Especially ScrumYummy who gets double points for working in a yaoi reference. Anyone wanna see that and raise him a vaguely related story about furries?
28
@Alison - I read that as passive/aggressive butthurt on the author's part. It seems to me he's simply saying "Don't come, email me, I'll refund your money." There's nothing in there about banning people from future PAX events. Even if a list WAS created from those willing to stop posturing and ACT by requesting a refund, I doubt such a list would be referenced once tickets are placed on sale the following year. I doubt such a list would EXIST by the following year. It's way more trouble than it's worth.
29
Not asking for politeness, Nex. Just some level of intellectual engagement with the conversation you started. You know, like how grownups talk. Didn't realize that was too much to ask.

@Fatboy - Thanks.
30
Nex: "It's funny when people form arguments and try to engage me, when they should know I just type whatever the hell pops into my head!"
31
@ Todd: Replace "funny" with "generally tedious" and you've got it in one.

@ Alison: Yeah, sorry to get your hopes up ma'am. Would it help if I bought you a pony?
32
Then again, let's face it: At this point I'm just bored of the whole thing and trollface.jpg is behind the wheel.

But why the Christ are we discussing my schizophrenic ass? The key, interesting issue here is the frighteningly male dominated world of gaming (and, by extension, our modern reality as a whole) and the depressing backlash that erupts when women and their supporters attempt to express their right for equality.

Let's get back on topic before anyone else gets a hateboner over my fuckery. That sorta thing just ain't healthy.
33
interesting discussion. i'd like to add to ScrumYummy's post by questioning the unspoken assumption by certain people that rape is the exclusive property of women. it's not.

and thanks to GraduallyGreener for a nice recap and perspective. I didn't find the original "joke" offensive, but the reaction to the reaction seems really juvenile. kinda like Nex's posts.
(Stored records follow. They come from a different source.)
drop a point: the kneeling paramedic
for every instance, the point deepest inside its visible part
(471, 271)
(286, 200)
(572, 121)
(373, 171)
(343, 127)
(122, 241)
extra large props to PDXwahine.
34
@Nex: Go put on your squirrel suit and I'll meet you at the glory hole.
35
Best way PA could of handled this was to of just brickwalled the feminists. Ignored them. Don't apologize while resisting the tempting urge to mock their accusations. Don't acknowledge their existence and let them continue to hate what they hate on their own strictly controlled forums.

There's no answer feminists would accept other than complete submission, they don't reason with men, or at least the ringleaders don't (Sonia Ossorio, shakesville I suppose). It's how they earned their stereotype. A group that bases their platform on promoting equality by advocating inequality and double standards can't be reasoned with.
36
@cat & beard

Stop acting like joking about sex/rape/sexism is some kind of separate and isolated epidemic/problem. People do the same thing with murder, war, famine, poverty, some like to call it dark humor, others call it a thick skin.

Culture can't "move past" it because it's a fundamental part of what keeps society functioning in a world that is flawed and will always be flawed. There's nothing advanced or profound about hypersensitivity, if you broke down and cried whenever a new murder was announced in the news you wouldn't be advanced or enlightened, just an incredibly unproductive person.

"IT'S A GODDAMN WEBCOMIC". Right, it's just a rape joke. Just kidding, ladies!"
The joke wasn't about rape, rape wasn't the punchline, the little part rape played in the joke was shared with beatings. The joke didn't even insinuate that rape wasn't serious. Most feminists admitted that, why can't you?